Fiagro não é renda fixa |_ Luciano Lewandowski

Edição 359

Em março de 2021 foi promulgada a lei 14.130, que criou a figura do Fundo de Investimento nas Cadeias Produtivas Agroindustriais, os Fiagros. Um Fiagro, dentre outras possibilidades, pode comprar imóveis rurais, arrendar, vender e dar em garantia a própria fazenda ou a produção. Uma das inovações trazidas pela legislação é o novo regime jurídico para contratos de arrendamento envolvendo Fiagro que definitivamente pode facilitar as transações financeiras pretendidas entre os agricultores e os fundos.
Como a necessidade de financiamentos alternativos para o agronegócio era latente e urgente, diversos Fiagros surgiram. Em dois anos, estes fundos já acumularam mais de R$ 15 bilhões em patrimônio líquido. Nos últimos meses, o mercado financeiro tem sido inundado com discussões sobre a viabilidade de longo prazo do produto. A visão mais pessimista considera que haja uma avaliação inadequada dos riscos envolvidos nas operações que lastreiam estes ativos. Riscos inerentes ao mercado em que os Fiagros se propõem a operar, quer seja na compra de terras, na concessão de crédito ao produtor, crédito ao financiamento de capital, crédito ao resto da cadeia produtiva ou até mesmo no equity para a aquisição de empresas.
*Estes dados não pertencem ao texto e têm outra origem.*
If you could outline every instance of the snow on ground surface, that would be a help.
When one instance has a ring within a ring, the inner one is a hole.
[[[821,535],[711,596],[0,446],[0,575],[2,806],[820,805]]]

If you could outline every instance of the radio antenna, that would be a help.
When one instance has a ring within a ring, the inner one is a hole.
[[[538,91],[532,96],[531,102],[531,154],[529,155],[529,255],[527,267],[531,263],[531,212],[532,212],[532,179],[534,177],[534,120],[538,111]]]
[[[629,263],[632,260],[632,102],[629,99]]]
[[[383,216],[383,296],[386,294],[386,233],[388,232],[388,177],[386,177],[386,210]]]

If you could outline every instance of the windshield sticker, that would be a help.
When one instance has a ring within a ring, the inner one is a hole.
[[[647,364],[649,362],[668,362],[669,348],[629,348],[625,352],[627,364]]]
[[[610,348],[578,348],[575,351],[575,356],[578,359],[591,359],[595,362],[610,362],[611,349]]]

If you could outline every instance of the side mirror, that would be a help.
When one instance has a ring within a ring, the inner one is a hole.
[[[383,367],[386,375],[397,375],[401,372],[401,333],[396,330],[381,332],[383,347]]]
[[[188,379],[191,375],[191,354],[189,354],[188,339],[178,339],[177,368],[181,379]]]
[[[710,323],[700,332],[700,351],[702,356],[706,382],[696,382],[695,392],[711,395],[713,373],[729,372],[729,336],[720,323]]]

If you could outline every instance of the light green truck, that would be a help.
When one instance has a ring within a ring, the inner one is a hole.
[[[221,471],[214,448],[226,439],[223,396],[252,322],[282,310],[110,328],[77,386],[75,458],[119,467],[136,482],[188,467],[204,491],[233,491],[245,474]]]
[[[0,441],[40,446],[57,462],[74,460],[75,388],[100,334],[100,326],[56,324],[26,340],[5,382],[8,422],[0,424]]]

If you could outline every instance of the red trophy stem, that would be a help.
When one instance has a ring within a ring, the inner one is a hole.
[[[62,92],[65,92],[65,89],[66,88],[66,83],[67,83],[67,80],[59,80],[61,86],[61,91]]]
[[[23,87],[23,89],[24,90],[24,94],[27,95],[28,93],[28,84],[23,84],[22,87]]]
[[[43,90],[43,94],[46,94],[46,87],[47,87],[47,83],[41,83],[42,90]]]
O sucesso do setor agrícola, mesmo com as constantes melhorias em produtividade conquistadas nas últimas décadas, permanece intimamente atrelado ao preço das commodities, que se movem em ciclos. Por isso as negociações no campo são referenciadas na maioria das vezes por sacos de soja, arrobas de boi, ou arrobas de algodão.
Na fase expansionista do ciclo, ou seja, em tempos de preços favoráveis, as margens de lucro permitem excessos. Já na fase de contração, onde os preços estão em baixa, como claramente aconteceu na safra 2022/2023, as empresas do segmento e os agricultores de todos os tamanhos enfrentam dificuldades financeiras para pagar seus compromissos corriqueiros que não estão atrelados ao seu produto.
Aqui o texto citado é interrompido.